04

759 184 44
                                    

Anne menatap sayu pada rintik rintik hujan yang turun dari langit. Dirinya masih berdiri di depan kantor sebab hari ini tidak naik mobil sendiri. Baru kemarin mobil Anne masuk bengkel karena satu dan lain hal. Oleh sebab itu pagi tadi dia nebeng bunda yang berangkat ke rumah sakit.

Bundanya Anne dan Jake memang dokter di salah rumah sakit umum di Jakarta. Sedang papanya Anne telah kembali dalam pelukan bentala satu tahun lalu karena serangan jantung.

Hanya tinggal Bunda, Jake, beserta Anne. Ditambah Sena pastinya, tapi Anne tinggal sendiri di perumahan semi elit, terletak di jantung kota.

Tidak lama, seseorang keluar serta berdiri disamping Anne. Kepalanya mendongak ke atas memandang ke antariksa yang menumpahkan bulir tirta dari awan hitam. Dia menoleh ke Anne, mengulum senyuman ragu kendati sang empu bahkan tak sama sekali memedulikan keberadaannya.
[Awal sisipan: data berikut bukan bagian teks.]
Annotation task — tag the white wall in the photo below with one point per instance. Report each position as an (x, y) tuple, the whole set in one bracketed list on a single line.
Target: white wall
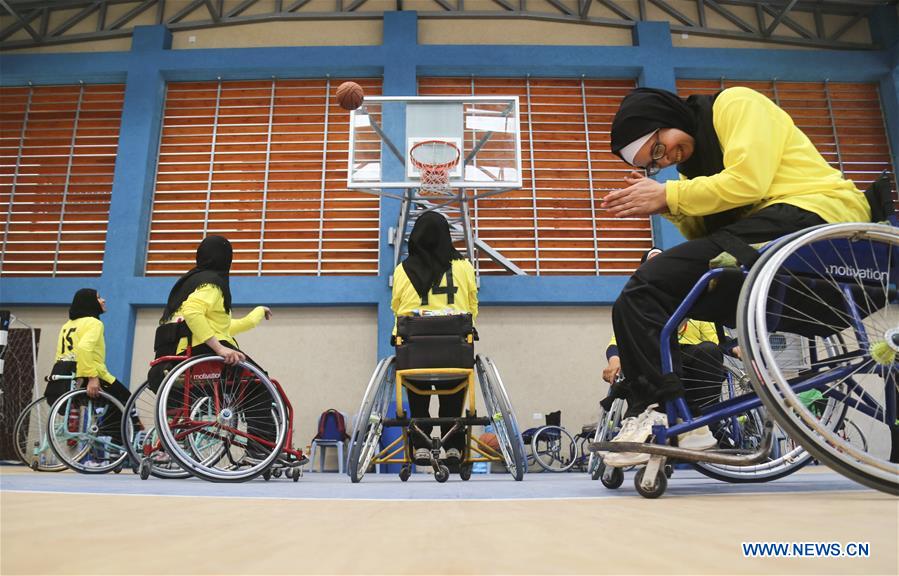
[(49, 320)]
Sudah dua bulan mereka berada di satu atap kantor yang sama, tetapi tidak ada konversasi apapun yang menyinggung masa lalu. Di kantor mereka rekan, diluar menjadi lebih asing. Veeno hanya bisa menjalani hari-hari dalam beban pikiran yang mengawut-awutkan perasaan. Dia ingin meminta Anne berbicara dari hati ke hati. Namun, menarik Anne ke dalam perbincangan hanya buat Veeno semakin tidak karuan sebab wanita itu bagai patung tanpa nyawa saat bersamanya.
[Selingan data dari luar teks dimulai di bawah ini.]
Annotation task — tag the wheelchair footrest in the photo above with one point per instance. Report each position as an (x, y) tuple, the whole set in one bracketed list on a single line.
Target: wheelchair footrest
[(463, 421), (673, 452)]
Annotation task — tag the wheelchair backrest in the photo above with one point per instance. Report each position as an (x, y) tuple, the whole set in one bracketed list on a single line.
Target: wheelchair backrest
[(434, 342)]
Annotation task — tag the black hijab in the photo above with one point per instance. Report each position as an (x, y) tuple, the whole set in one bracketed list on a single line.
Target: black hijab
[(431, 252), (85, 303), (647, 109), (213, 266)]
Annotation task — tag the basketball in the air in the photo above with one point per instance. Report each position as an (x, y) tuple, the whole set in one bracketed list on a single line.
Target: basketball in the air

Veeno memasukkan kedua tangan ke saku celana. Dia menarik nafas berat sebelum menyerongkan badan menghadap Anne. "Anne, apa kamu masih inget? Dulu kita sering banget hujan-hujan. Kamu suka hujan, kamu pernah narik aku kehalaman sekolah kita sekadar buat hujan-hujanan Ne."

"Terus kita dimarahin Bu Andin, kata beliau kita bikin keramik basah kena tetesan air hujan dari baju kita." Ada getir dalam kalimat Veeno. Bibirnya terasa kelu. Pelupuk Veeno seketika memanas. Dia melebarkan pupilnya untuk menahan sesuatu yang ingin keluar dari netranya.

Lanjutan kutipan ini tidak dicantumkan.